Vanden Bosch was drafted by the Arizona Cardinals in the second round of the 2001 NFL draft. In his injury-abbreviated rookie season he finished with 12 tackles (6 solo), one quarterback sack, one hurry, one pass defended, and one fumble return for touchdown. In 2002, he returned from reconstructive knee surgery to lead Arizona with four quarterback sacks, nine hurries, and eight tackles for loss in 16 starts. He also totaled 66 tackles and one fumble recovery. Kyle was on injured reserve for the entire 2003 season after suffering a torn ACL in left knee. In 2004, he saw action in every game for Cardinals, including one start and totaled 15 tackles.

===Tennessee Titans===
In his first season with the Tennessee Titans in 2005, Vanden Bosch started all 16 games and made his first Pro Bowl after finishing second in the AFC and fourth in the NFL with 12.5 sacks. He recorded 100 total tackles as well. Vanden Bosch replaced Miami Dolphins player Jason Taylor in the 2006 Pro Bowl. On February 17, 2006 (only a week after his two-sack performance in the Pro Bowl), it was announced that Vanden Bosch had agreed to terms with the Tennessee Titans. The contract tied him to the Titans for four years. The deal gave him $14.5 million in guaranteed money ($5 million signing bonus, with guaranteed base salaries for three of the four years on the contract).

In 2006, Vanden Bosch started all 16 games at left defensive end. His season totals included 6.5 sacks, 118 tackles, 30 quarterback
pressures, four tackles for loss and one forced fumble. The next season, 2007, he started all 16 games at defensive end for the third consecutive season and was named as a starter for the Pro Bowl. He led the team and finished sixth in the AFC with 12 sacks. He finished second on the team with 115 tackles and 24 quarterback pressures. Tied for the team lead with four forced fumbles.
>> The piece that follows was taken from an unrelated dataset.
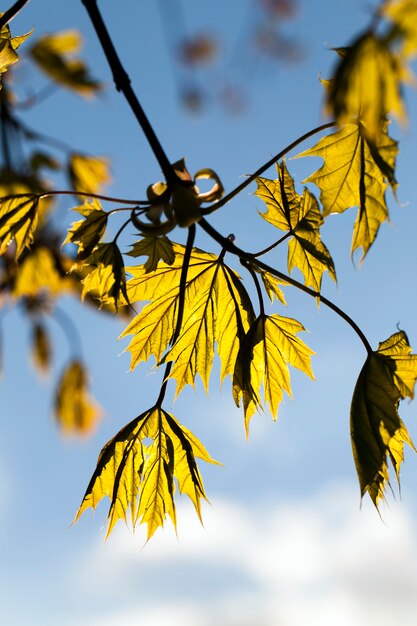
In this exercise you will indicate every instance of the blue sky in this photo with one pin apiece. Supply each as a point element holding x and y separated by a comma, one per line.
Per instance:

He was Named AFC Defensive Player of the Week after registering 12 tackles, three sacks and a forced fumble against New York Jets (December 23, 2007). In 2008, Vanden Bosch was voted a team captain for the 2008 season by his teammates. He played and started in 10 games and made 24 tackles and 4.5 sacks and finished fourth on the team with 18 quarterback pressures.

===Detroit Lions===
On March 5, 2010, Vanden Bosch was signed to a four-year, $26 million deal with the Detroit Lions. The move reunited him with Jim Schwartz, his old defensive coordinator from Tennessee who at the time was head coach of the Detroit Lions.

On February 5, 2013, Vanden Bosch was released from the Detroit Lions.